A marked decrease in the content of ceramide has been reported in the horny layer of the epidermis in atopic dermatitis (AD). This decrease impairs the permeability barrier of the epidermis, resulting in the characteristic dry and easily antigen-permeable skin of AD, since ceramide serves as the major water-holding molecule in the extracellular space of the horny layer. On the other hand, the skin of such patients is frequently colonized by bacteria, most typically by Staphylococcus aureus, possessing genes such as those for sphingomyelinase, which are related to sphingolipid metabolism. We therefore tried to identify a possible correlation between the ceramide content and the bacterial flora obtained from the skin of 25 patients with AD versus that of 24 healthy subjects, using a thin-layer chromatographic assay of the sphingomyelin-associated enzyme activities secreted from the bacteria.

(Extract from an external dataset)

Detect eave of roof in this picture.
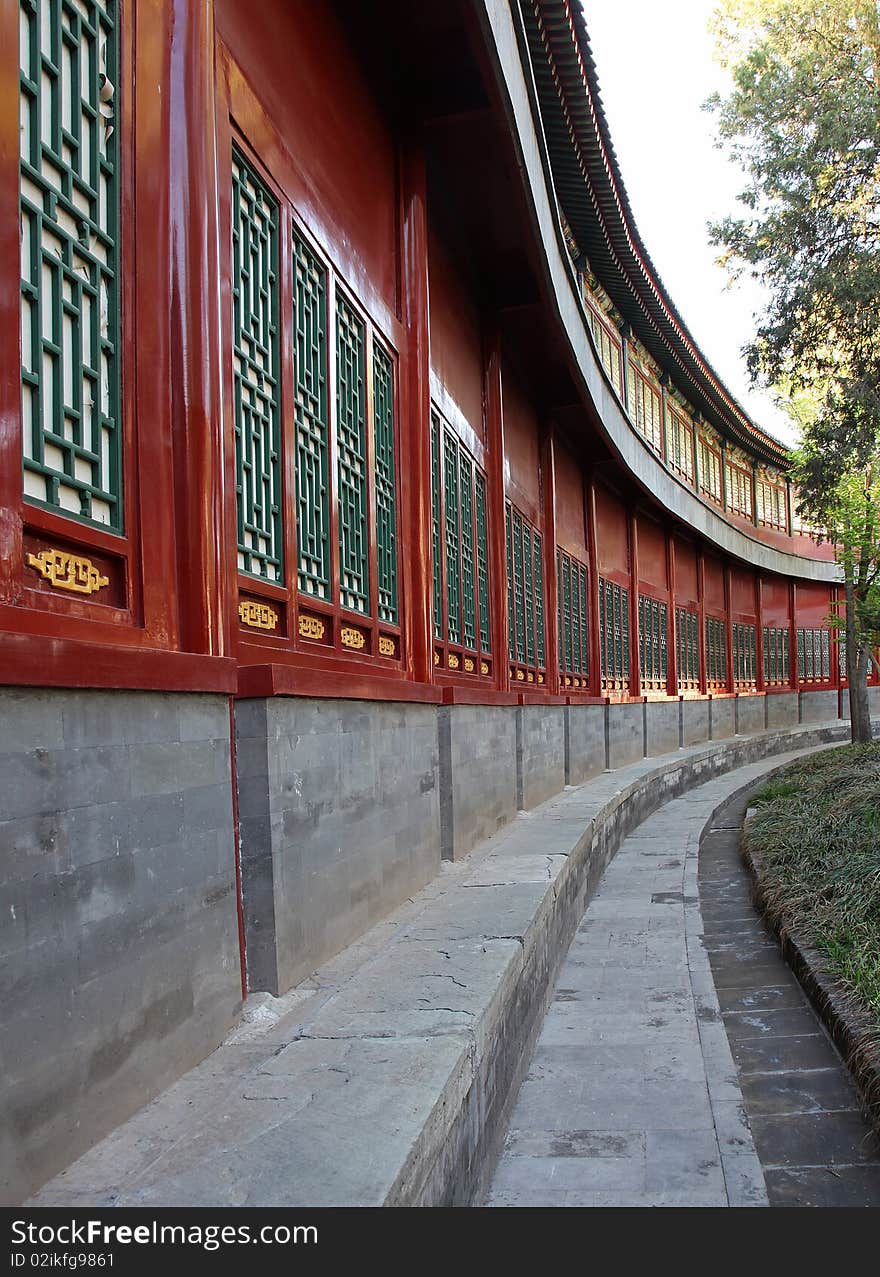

The findings of the assay demonstrated that ceramidase, which breaks ceramide down into sphingosine and fatty acid, was secreted significantly more from the bacterial flora obtained from both the lesional and the nonlesional skin of patients with AD than from the skin of healthy subjects; sphingomyelinase, which breaks sphingomyelin down into ceramide and phosphorylcholine, was secreted from the bacterial flora obtained from all types of skin at similar levels for the patients with AD and the healthy controls. The finding that the skin of patients with AD is colonized by ceramidase-secreting bacteria thus suggests that microorganisms are related to the deficiency of ceramide in the horny layer of the epidermis, which increases the hypersensitivity of skin in AD patients by impairing the permeability barrier.